ReplyDeleteThis is a great post! I'm also a young bride-we were engaged at 20, and when we get married, he'll be 22 and I'll be 2 months from 21. I think EVERYTHING in this post is true. It depends a lot on maturity, and I believe that we're more mature than some of our friends who are also in long term relationships.
ReplyDeleteI'm just happy that our family & close friends know us enough to support our decision, even if we are "young"
I'm an "old" bride then, compared to you. But don't worry, I don't criticize all young brides. My mom was 19 when she got married to my dad (whom she met, I dunno, probably just a year or two before that), so she was two years younger than you. Sure, there were some misunderstandings along the way, even some points wherein they almost separated, but thankfully, they did not.
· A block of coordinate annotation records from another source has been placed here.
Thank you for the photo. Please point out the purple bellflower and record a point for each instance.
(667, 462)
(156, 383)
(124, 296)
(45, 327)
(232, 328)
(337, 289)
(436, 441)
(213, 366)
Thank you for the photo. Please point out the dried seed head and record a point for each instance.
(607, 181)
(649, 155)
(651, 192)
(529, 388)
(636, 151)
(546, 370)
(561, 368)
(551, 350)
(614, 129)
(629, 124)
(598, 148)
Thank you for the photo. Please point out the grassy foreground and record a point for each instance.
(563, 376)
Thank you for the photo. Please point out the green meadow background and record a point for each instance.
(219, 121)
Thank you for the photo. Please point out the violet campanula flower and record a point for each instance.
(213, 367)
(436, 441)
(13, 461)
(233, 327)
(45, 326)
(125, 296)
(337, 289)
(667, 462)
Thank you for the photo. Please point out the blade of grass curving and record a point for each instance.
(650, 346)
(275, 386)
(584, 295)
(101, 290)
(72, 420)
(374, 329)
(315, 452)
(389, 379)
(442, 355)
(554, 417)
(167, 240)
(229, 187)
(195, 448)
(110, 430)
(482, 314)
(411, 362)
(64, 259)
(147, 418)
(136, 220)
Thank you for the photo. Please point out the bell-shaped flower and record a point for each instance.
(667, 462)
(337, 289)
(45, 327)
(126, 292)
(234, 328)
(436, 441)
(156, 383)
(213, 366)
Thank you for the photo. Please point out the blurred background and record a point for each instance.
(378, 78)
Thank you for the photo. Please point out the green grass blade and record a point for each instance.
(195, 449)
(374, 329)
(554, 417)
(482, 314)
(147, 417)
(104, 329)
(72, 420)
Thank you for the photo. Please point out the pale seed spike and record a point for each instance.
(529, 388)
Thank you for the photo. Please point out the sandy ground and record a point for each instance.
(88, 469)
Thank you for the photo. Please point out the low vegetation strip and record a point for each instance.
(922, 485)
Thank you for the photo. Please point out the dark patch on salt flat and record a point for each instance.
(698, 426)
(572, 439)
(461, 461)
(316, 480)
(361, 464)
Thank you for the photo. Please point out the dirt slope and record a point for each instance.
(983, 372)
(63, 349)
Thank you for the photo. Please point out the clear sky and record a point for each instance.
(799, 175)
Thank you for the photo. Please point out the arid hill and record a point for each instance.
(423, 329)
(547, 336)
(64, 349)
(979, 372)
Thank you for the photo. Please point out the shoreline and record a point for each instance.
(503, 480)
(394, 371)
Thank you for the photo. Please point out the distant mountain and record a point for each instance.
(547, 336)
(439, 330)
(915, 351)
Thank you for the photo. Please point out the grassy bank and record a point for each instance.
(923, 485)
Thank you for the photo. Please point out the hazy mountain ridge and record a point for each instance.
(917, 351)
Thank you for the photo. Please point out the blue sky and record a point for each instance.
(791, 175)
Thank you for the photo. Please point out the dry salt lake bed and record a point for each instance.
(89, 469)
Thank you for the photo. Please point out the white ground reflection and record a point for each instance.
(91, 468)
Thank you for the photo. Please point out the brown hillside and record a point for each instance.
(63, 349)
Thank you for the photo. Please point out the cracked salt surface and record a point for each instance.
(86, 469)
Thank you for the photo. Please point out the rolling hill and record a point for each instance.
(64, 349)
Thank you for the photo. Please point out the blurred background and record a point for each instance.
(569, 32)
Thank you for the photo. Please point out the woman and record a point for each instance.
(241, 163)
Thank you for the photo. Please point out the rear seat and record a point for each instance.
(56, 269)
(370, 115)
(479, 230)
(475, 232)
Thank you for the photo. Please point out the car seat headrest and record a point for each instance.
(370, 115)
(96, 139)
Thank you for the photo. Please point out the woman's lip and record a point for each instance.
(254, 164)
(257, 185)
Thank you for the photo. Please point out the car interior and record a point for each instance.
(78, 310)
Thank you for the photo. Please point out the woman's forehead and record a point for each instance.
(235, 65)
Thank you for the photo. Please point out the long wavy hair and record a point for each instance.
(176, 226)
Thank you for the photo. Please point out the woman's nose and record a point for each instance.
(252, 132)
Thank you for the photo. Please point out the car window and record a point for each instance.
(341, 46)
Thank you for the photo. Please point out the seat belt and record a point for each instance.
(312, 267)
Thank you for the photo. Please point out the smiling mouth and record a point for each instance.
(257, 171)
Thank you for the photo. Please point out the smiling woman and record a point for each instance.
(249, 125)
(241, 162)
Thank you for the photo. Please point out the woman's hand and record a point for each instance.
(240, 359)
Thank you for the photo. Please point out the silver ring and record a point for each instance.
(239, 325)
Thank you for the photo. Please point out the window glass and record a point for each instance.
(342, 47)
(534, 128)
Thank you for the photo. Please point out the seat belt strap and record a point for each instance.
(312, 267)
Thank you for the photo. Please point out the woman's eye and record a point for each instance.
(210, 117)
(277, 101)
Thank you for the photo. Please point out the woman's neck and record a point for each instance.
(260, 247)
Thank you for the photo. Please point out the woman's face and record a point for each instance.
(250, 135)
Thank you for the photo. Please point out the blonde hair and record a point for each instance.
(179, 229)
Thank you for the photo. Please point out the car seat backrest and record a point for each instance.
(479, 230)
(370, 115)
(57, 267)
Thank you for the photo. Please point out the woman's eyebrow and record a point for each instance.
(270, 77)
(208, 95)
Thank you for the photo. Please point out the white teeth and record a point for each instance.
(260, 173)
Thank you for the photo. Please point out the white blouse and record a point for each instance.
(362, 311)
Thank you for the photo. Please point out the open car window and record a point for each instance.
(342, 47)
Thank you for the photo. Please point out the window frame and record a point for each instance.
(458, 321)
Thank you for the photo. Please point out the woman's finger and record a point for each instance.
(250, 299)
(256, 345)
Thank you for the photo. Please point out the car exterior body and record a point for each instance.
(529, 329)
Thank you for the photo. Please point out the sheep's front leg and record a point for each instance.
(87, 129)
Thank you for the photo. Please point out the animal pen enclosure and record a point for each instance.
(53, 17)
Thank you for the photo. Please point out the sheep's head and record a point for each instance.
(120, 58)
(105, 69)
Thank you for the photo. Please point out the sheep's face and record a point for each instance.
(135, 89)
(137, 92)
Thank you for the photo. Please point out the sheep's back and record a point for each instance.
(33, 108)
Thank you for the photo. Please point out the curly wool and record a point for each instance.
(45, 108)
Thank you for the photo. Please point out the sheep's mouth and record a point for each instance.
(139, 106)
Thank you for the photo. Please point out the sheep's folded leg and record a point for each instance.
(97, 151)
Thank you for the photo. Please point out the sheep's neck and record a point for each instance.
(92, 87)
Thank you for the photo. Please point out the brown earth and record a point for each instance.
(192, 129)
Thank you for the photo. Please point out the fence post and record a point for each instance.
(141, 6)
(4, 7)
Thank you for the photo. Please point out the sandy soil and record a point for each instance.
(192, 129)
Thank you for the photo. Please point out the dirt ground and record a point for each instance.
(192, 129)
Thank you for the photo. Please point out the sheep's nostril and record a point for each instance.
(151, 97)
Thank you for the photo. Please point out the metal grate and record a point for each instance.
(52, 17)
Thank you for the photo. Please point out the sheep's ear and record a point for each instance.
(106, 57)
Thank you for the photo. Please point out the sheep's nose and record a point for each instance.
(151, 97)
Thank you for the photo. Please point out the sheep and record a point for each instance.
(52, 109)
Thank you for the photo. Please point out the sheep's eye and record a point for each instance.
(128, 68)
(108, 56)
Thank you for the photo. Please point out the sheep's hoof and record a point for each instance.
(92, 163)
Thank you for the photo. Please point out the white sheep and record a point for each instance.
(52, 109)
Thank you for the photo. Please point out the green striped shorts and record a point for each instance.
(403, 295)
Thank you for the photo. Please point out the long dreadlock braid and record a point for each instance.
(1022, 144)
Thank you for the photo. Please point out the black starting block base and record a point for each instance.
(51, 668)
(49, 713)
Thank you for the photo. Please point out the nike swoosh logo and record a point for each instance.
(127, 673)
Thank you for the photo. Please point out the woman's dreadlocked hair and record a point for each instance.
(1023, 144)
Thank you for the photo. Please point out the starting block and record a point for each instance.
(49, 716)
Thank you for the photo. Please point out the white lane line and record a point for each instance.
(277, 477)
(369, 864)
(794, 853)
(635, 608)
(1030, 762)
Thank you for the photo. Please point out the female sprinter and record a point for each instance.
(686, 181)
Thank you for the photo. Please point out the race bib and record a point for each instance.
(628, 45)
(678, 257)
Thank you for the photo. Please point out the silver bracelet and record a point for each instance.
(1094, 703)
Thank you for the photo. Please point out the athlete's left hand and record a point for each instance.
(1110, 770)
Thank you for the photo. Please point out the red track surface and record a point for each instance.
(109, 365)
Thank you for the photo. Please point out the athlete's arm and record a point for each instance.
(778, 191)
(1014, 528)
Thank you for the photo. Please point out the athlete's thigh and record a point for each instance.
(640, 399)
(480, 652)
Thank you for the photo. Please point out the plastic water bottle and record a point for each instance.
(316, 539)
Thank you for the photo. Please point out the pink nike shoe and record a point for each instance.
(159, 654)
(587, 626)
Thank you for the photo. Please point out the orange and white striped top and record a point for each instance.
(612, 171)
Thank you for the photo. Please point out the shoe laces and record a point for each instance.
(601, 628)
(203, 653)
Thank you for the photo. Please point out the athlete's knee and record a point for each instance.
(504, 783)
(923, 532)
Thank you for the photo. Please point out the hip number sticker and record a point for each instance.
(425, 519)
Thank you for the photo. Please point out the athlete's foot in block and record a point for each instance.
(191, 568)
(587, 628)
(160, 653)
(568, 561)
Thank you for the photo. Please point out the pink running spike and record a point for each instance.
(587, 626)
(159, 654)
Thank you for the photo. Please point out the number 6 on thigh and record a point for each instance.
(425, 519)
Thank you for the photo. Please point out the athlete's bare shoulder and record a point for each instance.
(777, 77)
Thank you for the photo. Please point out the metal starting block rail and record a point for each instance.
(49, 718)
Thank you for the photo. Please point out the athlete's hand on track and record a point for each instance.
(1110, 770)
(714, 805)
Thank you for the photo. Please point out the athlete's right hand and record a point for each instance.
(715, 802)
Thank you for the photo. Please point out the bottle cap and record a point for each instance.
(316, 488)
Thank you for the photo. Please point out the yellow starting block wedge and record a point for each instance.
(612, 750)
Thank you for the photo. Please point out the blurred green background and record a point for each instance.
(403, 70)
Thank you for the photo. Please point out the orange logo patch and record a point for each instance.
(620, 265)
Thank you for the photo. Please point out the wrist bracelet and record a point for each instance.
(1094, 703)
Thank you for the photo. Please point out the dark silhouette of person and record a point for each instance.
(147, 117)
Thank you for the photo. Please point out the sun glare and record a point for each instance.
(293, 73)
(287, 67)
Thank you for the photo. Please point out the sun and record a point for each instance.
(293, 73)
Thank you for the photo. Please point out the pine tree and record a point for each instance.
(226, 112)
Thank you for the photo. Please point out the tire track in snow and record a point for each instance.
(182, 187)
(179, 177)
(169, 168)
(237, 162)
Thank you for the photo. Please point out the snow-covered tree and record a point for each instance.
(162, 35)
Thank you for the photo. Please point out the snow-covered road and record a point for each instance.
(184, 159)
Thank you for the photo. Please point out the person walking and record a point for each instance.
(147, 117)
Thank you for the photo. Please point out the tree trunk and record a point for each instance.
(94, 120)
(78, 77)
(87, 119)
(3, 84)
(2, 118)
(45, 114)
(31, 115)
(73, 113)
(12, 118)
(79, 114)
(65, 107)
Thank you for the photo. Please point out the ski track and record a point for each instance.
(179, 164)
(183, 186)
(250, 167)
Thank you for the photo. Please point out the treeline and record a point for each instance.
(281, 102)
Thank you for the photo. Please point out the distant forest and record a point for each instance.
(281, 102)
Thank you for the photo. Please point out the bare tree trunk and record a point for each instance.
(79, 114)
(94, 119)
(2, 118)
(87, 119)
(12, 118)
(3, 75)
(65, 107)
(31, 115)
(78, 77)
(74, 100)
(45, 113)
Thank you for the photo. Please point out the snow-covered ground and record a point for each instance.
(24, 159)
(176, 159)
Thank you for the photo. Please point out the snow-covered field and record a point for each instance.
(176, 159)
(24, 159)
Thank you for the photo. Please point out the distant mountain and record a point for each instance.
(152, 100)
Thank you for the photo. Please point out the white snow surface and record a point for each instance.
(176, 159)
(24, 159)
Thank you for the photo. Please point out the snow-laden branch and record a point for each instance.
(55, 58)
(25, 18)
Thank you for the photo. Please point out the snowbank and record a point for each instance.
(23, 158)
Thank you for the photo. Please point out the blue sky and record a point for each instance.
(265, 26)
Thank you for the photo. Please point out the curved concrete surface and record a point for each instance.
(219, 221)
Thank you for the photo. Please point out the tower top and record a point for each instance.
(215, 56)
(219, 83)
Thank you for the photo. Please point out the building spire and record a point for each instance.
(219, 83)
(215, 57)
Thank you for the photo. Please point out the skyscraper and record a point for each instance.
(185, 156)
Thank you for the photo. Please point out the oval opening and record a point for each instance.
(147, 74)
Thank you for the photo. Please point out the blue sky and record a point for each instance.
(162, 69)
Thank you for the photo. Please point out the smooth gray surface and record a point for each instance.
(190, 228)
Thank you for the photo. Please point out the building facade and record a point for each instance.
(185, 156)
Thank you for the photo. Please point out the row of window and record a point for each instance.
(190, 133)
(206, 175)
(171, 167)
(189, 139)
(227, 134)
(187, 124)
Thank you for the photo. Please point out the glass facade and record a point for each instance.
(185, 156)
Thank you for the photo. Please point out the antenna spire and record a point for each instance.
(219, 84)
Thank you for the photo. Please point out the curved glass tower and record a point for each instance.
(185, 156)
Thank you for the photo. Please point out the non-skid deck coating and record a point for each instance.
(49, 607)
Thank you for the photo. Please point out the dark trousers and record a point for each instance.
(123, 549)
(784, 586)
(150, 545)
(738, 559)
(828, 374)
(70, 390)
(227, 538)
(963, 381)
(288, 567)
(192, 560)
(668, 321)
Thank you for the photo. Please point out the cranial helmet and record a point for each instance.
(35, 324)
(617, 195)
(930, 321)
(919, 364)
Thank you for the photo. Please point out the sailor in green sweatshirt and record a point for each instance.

This year, they will be celebrating their 43rd wedding anniversary, they are still very much happily married and in love with each other.
ReplyDeleteEvery time you feel bad about some rude people being so critical about your decision, may my parents' story be an inspiration to you. Your relationship has even a better foundation to start with, than my parents'. As long as you both give your best to make the relationship last, you'll be okay.
Cheers,
Sophia
http://mareeyah.com/geniusbride
I think it is mostly important as to the personal life stage and personality of each person entering the marriage...not the age necessarily. As your mom said, you were a more mature significant other than people your own age. My concern is not necessarily about how old you are, but rather how long you've been together. Like SG mentioned above, she was only dating her fiance for 6 months when they got engaged. That doesn't mean they're doomed, but they at least took the time to have a longer engagement. At 37, I have been with my guy for 6 years now...you would think most women my age would be rushing to finally get married and wouldn't have waited that long, but we wanted to be absolutely sure that we were in love and happy together and truly committed to work through the issues of relationships and marriage. Having been with your guy for 6 years, it sounds like you two definitely know one another well.
ReplyDeleteI have seen couples who only dated for 3 to 6 months and have been married for 20+ years...but I've also got friends who married within a year or so of having dated their man and I have watched the struggles they endure and feel bad that things might not work out for them.
Ultimately, each person needs to decide for themself and then deal with the choices they make...nothing wrong either way.